I hope to be there in 10 days time IF we can dig out our track and as there is snow forecast again tonight it's going to be a difficult task. Farmer friend on call for Thursday afternoon then we'll leave the Motorhome on the road outside and hope there is no more white stuff.


----------



## peaky (Jul 15, 2009)

peedee,
after 2 and a half years living in the canaries i would still choose here, sun sun sun....its still 30 degrees here in full sun, cant imagine the snow in England, i still apreciate the sun every day and when we do get the odd dull or rainy day it makes me down, can plan trips in van knowing its gonna be hot and sunny yipeeeee


----------



## jncrowe (Feb 14, 2009)

we've been all lover france twice and it was toooo hot ~~
they drive on the wrong side of the road~~ and the road signs appear to tell you about the turn off that you've just gone past !!!
i feel privileged to live in england its the best place in the world
its beautiful in all weathers and ive never been anywhere i didn't like
we live in a lovely village between blackpool and preston we can be in the lakes or the dales in minutes and going up or down the uk is so pleasant a journey that i don't feel the need to travel that far
our favourite site is just on the other side of the M 6 from where we live and no im not telling you where it is cos its hard enough to get in without all you facters trying to get in !!!
we used to go to southern ireland a lot but the ferry prices are 
prohibitive now and the euro has made stuff expensive 
our passports have been expired for years and i don't think well bother renewing them anytime soon
so i vote UK i love it 
all the very best 
cath


----------



## erneboy (Feb 8, 2007)

Backaxle, reports of the weather in Spain would seem to have been exaggerated.
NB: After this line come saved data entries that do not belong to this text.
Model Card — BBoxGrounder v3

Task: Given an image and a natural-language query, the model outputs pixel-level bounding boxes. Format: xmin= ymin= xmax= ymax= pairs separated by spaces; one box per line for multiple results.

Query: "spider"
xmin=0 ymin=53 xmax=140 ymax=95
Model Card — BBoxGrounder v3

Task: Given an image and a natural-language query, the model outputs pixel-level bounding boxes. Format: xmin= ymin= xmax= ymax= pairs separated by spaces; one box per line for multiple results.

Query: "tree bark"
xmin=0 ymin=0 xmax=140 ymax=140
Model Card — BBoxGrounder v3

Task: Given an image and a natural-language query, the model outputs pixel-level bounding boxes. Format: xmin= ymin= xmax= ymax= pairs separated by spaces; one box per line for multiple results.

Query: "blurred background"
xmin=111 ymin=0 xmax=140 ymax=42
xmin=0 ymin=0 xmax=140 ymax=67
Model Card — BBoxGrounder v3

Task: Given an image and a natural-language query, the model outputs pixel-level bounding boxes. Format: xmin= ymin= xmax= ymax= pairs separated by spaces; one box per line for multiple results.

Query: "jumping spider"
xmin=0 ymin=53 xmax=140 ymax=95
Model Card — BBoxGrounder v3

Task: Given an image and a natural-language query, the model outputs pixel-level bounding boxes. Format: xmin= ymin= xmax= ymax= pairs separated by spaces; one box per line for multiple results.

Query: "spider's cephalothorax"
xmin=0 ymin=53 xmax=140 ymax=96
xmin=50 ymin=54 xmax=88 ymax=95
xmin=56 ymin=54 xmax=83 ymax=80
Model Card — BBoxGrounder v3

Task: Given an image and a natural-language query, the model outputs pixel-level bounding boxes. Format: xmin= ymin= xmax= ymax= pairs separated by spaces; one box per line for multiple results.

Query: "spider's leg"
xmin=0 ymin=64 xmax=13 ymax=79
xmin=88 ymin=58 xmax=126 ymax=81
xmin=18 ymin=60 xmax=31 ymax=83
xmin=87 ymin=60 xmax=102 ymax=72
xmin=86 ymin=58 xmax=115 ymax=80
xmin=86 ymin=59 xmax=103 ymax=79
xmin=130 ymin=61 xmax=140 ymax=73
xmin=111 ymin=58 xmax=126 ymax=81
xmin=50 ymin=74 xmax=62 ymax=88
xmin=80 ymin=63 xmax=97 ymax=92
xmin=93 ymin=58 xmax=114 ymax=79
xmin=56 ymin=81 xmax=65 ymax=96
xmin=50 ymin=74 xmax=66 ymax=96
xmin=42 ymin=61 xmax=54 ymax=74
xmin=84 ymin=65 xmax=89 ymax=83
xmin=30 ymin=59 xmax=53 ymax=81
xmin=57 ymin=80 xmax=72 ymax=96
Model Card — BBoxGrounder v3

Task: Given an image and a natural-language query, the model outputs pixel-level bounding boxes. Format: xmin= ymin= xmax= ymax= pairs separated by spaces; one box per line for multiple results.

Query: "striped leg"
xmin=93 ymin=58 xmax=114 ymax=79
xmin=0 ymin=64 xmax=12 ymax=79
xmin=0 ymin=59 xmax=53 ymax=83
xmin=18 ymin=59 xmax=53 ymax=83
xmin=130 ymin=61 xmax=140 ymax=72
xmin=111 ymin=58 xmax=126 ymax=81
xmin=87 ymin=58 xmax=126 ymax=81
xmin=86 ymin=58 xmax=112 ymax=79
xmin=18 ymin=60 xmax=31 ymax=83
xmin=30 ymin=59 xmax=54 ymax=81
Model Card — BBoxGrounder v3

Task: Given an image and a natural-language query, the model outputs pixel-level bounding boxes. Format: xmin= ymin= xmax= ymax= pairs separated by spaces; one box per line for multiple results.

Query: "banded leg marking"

True, it was rather a cold and wet winter and there was rain and even snow in the south. However there were nice days between and spring is here now, Alan.


----------



## GerryD (Sep 20, 2007)

No option for anywhere else. Certainly not the Costas, too much concrete and too many motorhomes wild-camping. France, yes.
Gerry


----------



## CandA (May 1, 2005)

In our small van we think that home is best over the winter, we'd like to spend all summer away in our van though. Even when it is sunny in the costas, it is cold in the evening and without heating in the toilet blocks having a shower can be a bracing experience!
Peedee, we know how well travelled you are - we feel like we have followed your site reviews around Portugal - thank you.
CandA


----------